Bristol is a city that I’ve lived in, worked in, or travelled through for the last quarter of a century. It’s home to both @PMTHouseOfRock Bristol and one of the best eye hospitals in the whole of the UK.

We’d gone to Bristol for an eye operation. As you do with these things, you travel early to make sure unexpected delays don’t prevent you from keeping the appointment. There were no delays, and we arrived in Bristol with a whole afternoon to kill.

PMT’s Bristol store is very close to the eye hospital. No more than a five minute walk. And I was after another Les Paul at the time. It was inevitable where we’d end up.

I’ll freely admit it: I was after a Les Paul that had the classic sunburst look. I wanted to finally get a Les Paul Standard that looked the part as well as sounded the part. I wasn’t going to find that for another year or two, but I wasn’t to know that at the time.

We were in luck: PMT had a really good selection of Les Pauls on the wall that day. And it was quiet, which meant the staff were free to help us try every single one of them 🙂

We narrowed it down to two guitars. One of them had the classic look that I wanted. The other was Gabrielle: an iced-tea finish that lacked the strong red that I really wanted.

I played the one that I preferred, while the staff gave Gabby a fresh set of strings. I really liked the guitar, and would have happily walked out the shop with it. Mrs H wandered off to look at basses and acoustic guitars.

Then I switched over to Gabby. No word of a lie: not only did Mrs H come back to see what I was playing, other punters in the store came over too. There was no way Mrs H was going to let me leave the store without buying Gabby.

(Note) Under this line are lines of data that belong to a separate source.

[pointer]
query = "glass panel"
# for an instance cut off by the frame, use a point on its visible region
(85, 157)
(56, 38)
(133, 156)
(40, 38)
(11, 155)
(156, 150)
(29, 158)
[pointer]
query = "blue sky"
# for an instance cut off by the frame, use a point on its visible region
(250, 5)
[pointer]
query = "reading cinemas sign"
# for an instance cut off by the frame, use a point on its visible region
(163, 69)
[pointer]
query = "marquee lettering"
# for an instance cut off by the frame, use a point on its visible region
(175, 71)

After that, we walked up the hill, guitar in hand (in its case) for the eye operation appointment. Sure did get some funny looks 🙂

I’ve still got Gabby, and when I’m done tweeting this morning, she’s getting a fresh set of strings. Her and Raven are a great pair to record with. Great complementary tones. And Gabby sure does sing.

Stu Gets Schooled

My final story is about my local store @astringsuk, and how the owner – and my good friend and near neighbour Andrew – schooled me on the importance of a guitar’s neck.

It was 2015, and I’d decided that I should really have a Telecaster. I grew up playing Strats and super-Strats, and by then my love affair with the Les Paul was in full bloom. But there was something missing.

Now, I’ll go into the reasons why every guitarist should own a Telecaster in a separate blog post later in November. There isn’t space to do that here.

My problem was that I didn’t have the first clue about what kind of Telecaster I wanted. Or how to decide. Andrew, fortunately, had a process: no matter the guitar, it starts with the neck.

As guitarists, our fretting hand does so much of the work. It has to travel quickly and precisely, yet also be able to hold similar shapes for lengthy periods. The neck carve plays a huge part in how comfortably we can do this, and for how long.

My mind was blown. I mean, while it’s blindingly obvious when you hear for the first time, we mostly talk about it in extremis. You know, wizard necks vs chunky vintage carves.

Several years later, it was this exact advice that led me to my #1 Strat: a Fender Player Strat in sage green. I went round to @astringsuk to see the colour in person. It came home with me because my word, it has the perfect neck carve on it.

If I ever get a Fender Custom Shop Strat made, it’s going to have the same neck carve as the Fender Player Strat does. It’s that good (for me). And I wouldn’t have found this guitar if Andrew hadn’t schooled me to really pay attention to neck carves back in 2015.

This Strat is very important to me because, thanks to a pickup upgrade, I’ve been able to regain the sound of my beloved Charvel from when it was stock. Remind me to tell you that story sometime, and especially to include the guitar I called Snot.

Tell Me Your Guitar Store Stories!

These are just three stories of how being in a guitar shop helped me personally, in my search for tools to express myself (however badly) through music. I have a couple more to share sometime, if you’ve enjoyed these.

Tell me your fond memories of visits to guitar shops. I’d love to hear your stories of how they’ve helped you over the years. Let’s keep it positive and kind. 2020 is enough of a shitshow without sharing horror stories on this thread.